Wednesday, March 29, 2017

The 18th century Brothers sisters.

Before Women's History Month is over, I wanted to post another article, this time about the family of my 6-times great-grandmother Anna Maria Gebruers. Anna Maria was great-grandmother to my 3-times great-grandmother Joanna Gelens. She was also great-great grandmother to my great-great grandmother Joanna Verelst.

In Flemish "gebruers" means as much as "gebroeders" in Dutch, which translates into "brothers" in English. Funny thing is, so far, I've only been able to find sisters of Anna Maria and no brothers at all.

Based on the age mentioned on her death certificate, Anna Maria must have been born about 1757. Her parents were Michaël Gebruers and Anna Peeters. The family lived in the village of Geel, which is in the southeastern part of the present day province of Antwerp in Belgium. At that time, however, Geel was located in the Austrian Netherlands.

Anna Maria's three sisters were named Maria Anna (°19 January 1754), Maria Catharina (°22 October 1756) and Maria Theresia (°28 November 1767).

So, as if naming one daughter "Anna Maria" and another one "Maria Anna" didn't create enough confusion, all three sisters of Anna Maria had the first name Maria...

Tragically, father Michaël died early September 1767, two months before Maria Theresia was born, leaving mother Anna Peeters with the care of her daughters.

Burial registration of Michaël Gebruers (1767)

Anna Peeters died in 1795 and only four years later, also her daughter, my 6-times great-grandmother Anna Maria died at the age of 42.

Death registration of Anna Maria Gebruers (1799)

Anna Maria had married a man named François Gelens in September 1784 and the couple had at least five children: three sons and two daughters.

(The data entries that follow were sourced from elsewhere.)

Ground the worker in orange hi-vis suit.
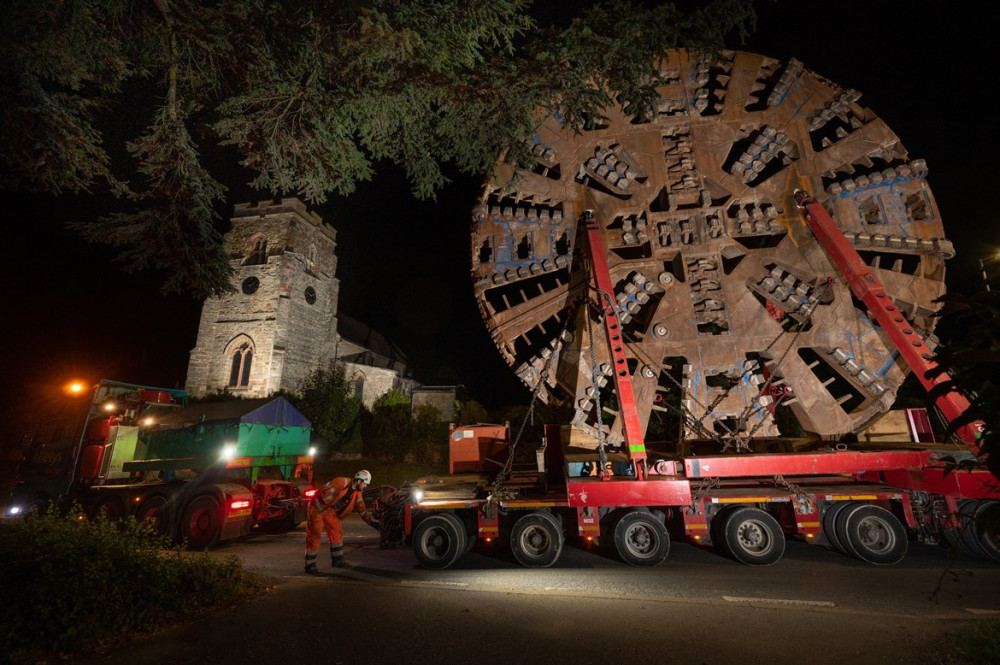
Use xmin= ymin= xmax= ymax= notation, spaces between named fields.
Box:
xmin=304 ymin=469 xmax=377 ymax=573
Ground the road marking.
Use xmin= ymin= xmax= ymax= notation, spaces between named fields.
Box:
xmin=723 ymin=595 xmax=835 ymax=608
xmin=401 ymin=580 xmax=469 ymax=588
xmin=965 ymin=608 xmax=1000 ymax=615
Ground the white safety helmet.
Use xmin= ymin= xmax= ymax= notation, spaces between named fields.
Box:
xmin=354 ymin=469 xmax=372 ymax=485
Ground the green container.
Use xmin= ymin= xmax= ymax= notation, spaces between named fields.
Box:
xmin=142 ymin=397 xmax=311 ymax=464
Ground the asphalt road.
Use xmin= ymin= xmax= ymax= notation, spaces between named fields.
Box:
xmin=75 ymin=515 xmax=1000 ymax=665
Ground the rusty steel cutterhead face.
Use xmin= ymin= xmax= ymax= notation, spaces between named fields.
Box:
xmin=470 ymin=49 xmax=951 ymax=451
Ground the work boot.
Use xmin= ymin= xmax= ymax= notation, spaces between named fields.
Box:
xmin=332 ymin=558 xmax=350 ymax=568
xmin=304 ymin=563 xmax=319 ymax=574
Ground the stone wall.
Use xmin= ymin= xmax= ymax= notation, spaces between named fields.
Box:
xmin=412 ymin=387 xmax=457 ymax=421
xmin=344 ymin=363 xmax=419 ymax=409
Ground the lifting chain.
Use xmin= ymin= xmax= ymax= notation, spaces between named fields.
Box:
xmin=584 ymin=289 xmax=612 ymax=477
xmin=713 ymin=279 xmax=838 ymax=451
xmin=624 ymin=338 xmax=718 ymax=441
xmin=484 ymin=309 xmax=574 ymax=510
xmin=771 ymin=473 xmax=815 ymax=513
xmin=689 ymin=476 xmax=721 ymax=513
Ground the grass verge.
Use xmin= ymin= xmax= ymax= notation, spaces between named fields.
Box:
xmin=933 ymin=619 xmax=1000 ymax=665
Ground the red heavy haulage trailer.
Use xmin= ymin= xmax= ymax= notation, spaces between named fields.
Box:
xmin=387 ymin=199 xmax=998 ymax=569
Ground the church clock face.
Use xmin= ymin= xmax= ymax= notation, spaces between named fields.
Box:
xmin=241 ymin=276 xmax=260 ymax=295
xmin=304 ymin=286 xmax=317 ymax=304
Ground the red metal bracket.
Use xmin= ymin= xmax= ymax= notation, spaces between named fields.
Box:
xmin=581 ymin=210 xmax=647 ymax=478
xmin=794 ymin=191 xmax=984 ymax=454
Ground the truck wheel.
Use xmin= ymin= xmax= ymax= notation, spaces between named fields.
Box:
xmin=972 ymin=501 xmax=1000 ymax=561
xmin=461 ymin=514 xmax=478 ymax=555
xmin=822 ymin=501 xmax=856 ymax=555
xmin=953 ymin=500 xmax=985 ymax=558
xmin=181 ymin=495 xmax=222 ymax=550
xmin=956 ymin=500 xmax=1000 ymax=561
xmin=91 ymin=496 xmax=125 ymax=523
xmin=510 ymin=511 xmax=564 ymax=568
xmin=720 ymin=507 xmax=784 ymax=566
xmin=413 ymin=513 xmax=466 ymax=569
xmin=137 ymin=495 xmax=172 ymax=537
xmin=709 ymin=505 xmax=740 ymax=554
xmin=613 ymin=511 xmax=670 ymax=566
xmin=836 ymin=504 xmax=907 ymax=565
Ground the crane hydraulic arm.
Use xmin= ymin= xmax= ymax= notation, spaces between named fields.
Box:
xmin=793 ymin=190 xmax=985 ymax=454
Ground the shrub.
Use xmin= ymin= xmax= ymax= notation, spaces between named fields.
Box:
xmin=362 ymin=390 xmax=413 ymax=461
xmin=411 ymin=403 xmax=447 ymax=464
xmin=0 ymin=507 xmax=268 ymax=663
xmin=275 ymin=361 xmax=362 ymax=456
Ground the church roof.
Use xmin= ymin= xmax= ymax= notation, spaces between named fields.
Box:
xmin=337 ymin=312 xmax=409 ymax=369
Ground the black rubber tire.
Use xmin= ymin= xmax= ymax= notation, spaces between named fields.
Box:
xmin=956 ymin=500 xmax=1000 ymax=561
xmin=720 ymin=507 xmax=785 ymax=566
xmin=461 ymin=514 xmax=478 ymax=555
xmin=613 ymin=511 xmax=670 ymax=567
xmin=836 ymin=504 xmax=908 ymax=565
xmin=90 ymin=496 xmax=125 ymax=523
xmin=181 ymin=495 xmax=222 ymax=550
xmin=971 ymin=501 xmax=1000 ymax=562
xmin=941 ymin=522 xmax=962 ymax=550
xmin=136 ymin=494 xmax=172 ymax=537
xmin=709 ymin=505 xmax=740 ymax=556
xmin=413 ymin=513 xmax=466 ymax=569
xmin=510 ymin=511 xmax=564 ymax=568
xmin=822 ymin=501 xmax=856 ymax=555
xmin=953 ymin=500 xmax=986 ymax=558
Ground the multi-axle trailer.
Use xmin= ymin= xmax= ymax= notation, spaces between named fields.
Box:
xmin=384 ymin=199 xmax=997 ymax=569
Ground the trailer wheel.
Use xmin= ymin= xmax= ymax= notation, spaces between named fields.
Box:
xmin=952 ymin=500 xmax=985 ymax=558
xmin=511 ymin=511 xmax=564 ymax=568
xmin=461 ymin=514 xmax=478 ymax=555
xmin=956 ymin=500 xmax=1000 ymax=562
xmin=710 ymin=505 xmax=749 ymax=553
xmin=720 ymin=507 xmax=784 ymax=566
xmin=413 ymin=513 xmax=466 ymax=569
xmin=972 ymin=501 xmax=1000 ymax=562
xmin=613 ymin=511 xmax=670 ymax=566
xmin=137 ymin=495 xmax=172 ymax=537
xmin=822 ymin=501 xmax=856 ymax=555
xmin=181 ymin=495 xmax=222 ymax=550
xmin=836 ymin=504 xmax=907 ymax=565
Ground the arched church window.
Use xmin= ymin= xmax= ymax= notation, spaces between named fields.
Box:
xmin=246 ymin=234 xmax=268 ymax=265
xmin=229 ymin=342 xmax=253 ymax=388
xmin=352 ymin=371 xmax=365 ymax=401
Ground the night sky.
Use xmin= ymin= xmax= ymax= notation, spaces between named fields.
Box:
xmin=3 ymin=2 xmax=994 ymax=414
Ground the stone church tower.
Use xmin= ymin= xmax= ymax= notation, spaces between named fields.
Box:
xmin=185 ymin=198 xmax=340 ymax=398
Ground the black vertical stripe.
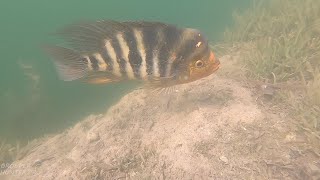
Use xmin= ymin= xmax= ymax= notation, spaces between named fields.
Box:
xmin=176 ymin=37 xmax=197 ymax=63
xmin=142 ymin=26 xmax=158 ymax=76
xmin=158 ymin=25 xmax=182 ymax=77
xmin=171 ymin=39 xmax=195 ymax=75
xmin=158 ymin=48 xmax=168 ymax=77
xmin=100 ymin=47 xmax=113 ymax=72
xmin=110 ymin=38 xmax=127 ymax=77
xmin=88 ymin=55 xmax=99 ymax=71
xmin=125 ymin=29 xmax=142 ymax=79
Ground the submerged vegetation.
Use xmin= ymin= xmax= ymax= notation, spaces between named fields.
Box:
xmin=221 ymin=0 xmax=320 ymax=139
xmin=0 ymin=139 xmax=20 ymax=168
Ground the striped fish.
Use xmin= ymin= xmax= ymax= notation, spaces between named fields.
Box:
xmin=44 ymin=20 xmax=220 ymax=89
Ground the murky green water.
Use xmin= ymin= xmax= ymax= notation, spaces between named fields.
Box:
xmin=0 ymin=0 xmax=251 ymax=142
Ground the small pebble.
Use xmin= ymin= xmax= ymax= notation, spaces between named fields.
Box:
xmin=87 ymin=132 xmax=100 ymax=143
xmin=220 ymin=156 xmax=229 ymax=164
xmin=284 ymin=133 xmax=296 ymax=142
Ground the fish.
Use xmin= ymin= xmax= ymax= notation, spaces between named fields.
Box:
xmin=43 ymin=20 xmax=220 ymax=90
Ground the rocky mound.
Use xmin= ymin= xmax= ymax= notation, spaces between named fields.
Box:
xmin=2 ymin=56 xmax=319 ymax=180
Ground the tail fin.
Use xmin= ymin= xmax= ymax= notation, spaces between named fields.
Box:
xmin=43 ymin=45 xmax=88 ymax=81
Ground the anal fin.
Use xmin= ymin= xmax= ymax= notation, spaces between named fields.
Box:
xmin=85 ymin=77 xmax=116 ymax=84
xmin=81 ymin=71 xmax=121 ymax=85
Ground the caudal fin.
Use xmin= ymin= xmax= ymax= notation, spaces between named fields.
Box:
xmin=43 ymin=45 xmax=88 ymax=81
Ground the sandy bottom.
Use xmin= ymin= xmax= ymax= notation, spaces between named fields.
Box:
xmin=1 ymin=56 xmax=320 ymax=180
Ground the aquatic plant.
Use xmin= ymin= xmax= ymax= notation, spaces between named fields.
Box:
xmin=0 ymin=139 xmax=20 ymax=167
xmin=223 ymin=0 xmax=320 ymax=139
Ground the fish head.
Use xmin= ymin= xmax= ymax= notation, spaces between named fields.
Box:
xmin=176 ymin=32 xmax=220 ymax=84
xmin=187 ymin=49 xmax=220 ymax=81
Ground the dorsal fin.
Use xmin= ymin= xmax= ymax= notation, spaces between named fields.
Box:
xmin=56 ymin=20 xmax=128 ymax=52
xmin=55 ymin=20 xmax=169 ymax=53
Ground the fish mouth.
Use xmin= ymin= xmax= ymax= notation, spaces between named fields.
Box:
xmin=209 ymin=51 xmax=220 ymax=72
xmin=212 ymin=58 xmax=220 ymax=72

All of the children were born in the 1780's and 1790's.

Marriage registration of Anna Maria Gebruers and François Gelens (1784)

Sister Maria Anna performed day labour for a living and married a man named Joannes Dams. She died in 1825 at the age of 71.

Entry in civil register concerning the death of Maria Anna Gebruers (1825)

Sister Maria Catharina was a lace worker and never got married. She eventually died in 1836 at the age of 79.

Entry in the civil register relating to the death of Maria Catharina Gebruers (1836)

At the time of her wedding, in 1806, the youngest of the sisters, Maria Theresia, made a living spinning yarn. On the entry in the civil register, Maria Theresia's autograph definitely stands out. In fact she was the only person, other than the civil servant, who knew how to write. Because she wrote so beautifully, I assume she received quite a good school education.

Signature of Maria Theresia Gebruers (1806)

Maria Theresia did live to become old, as she died in April 1859, at 91 years of age...

1 comment:

  1. Great Documents and Thank You for Honoring the Women this Month! It was endearing to hear she and the clerk are the only ones who could write. Generations later here you are remembering them.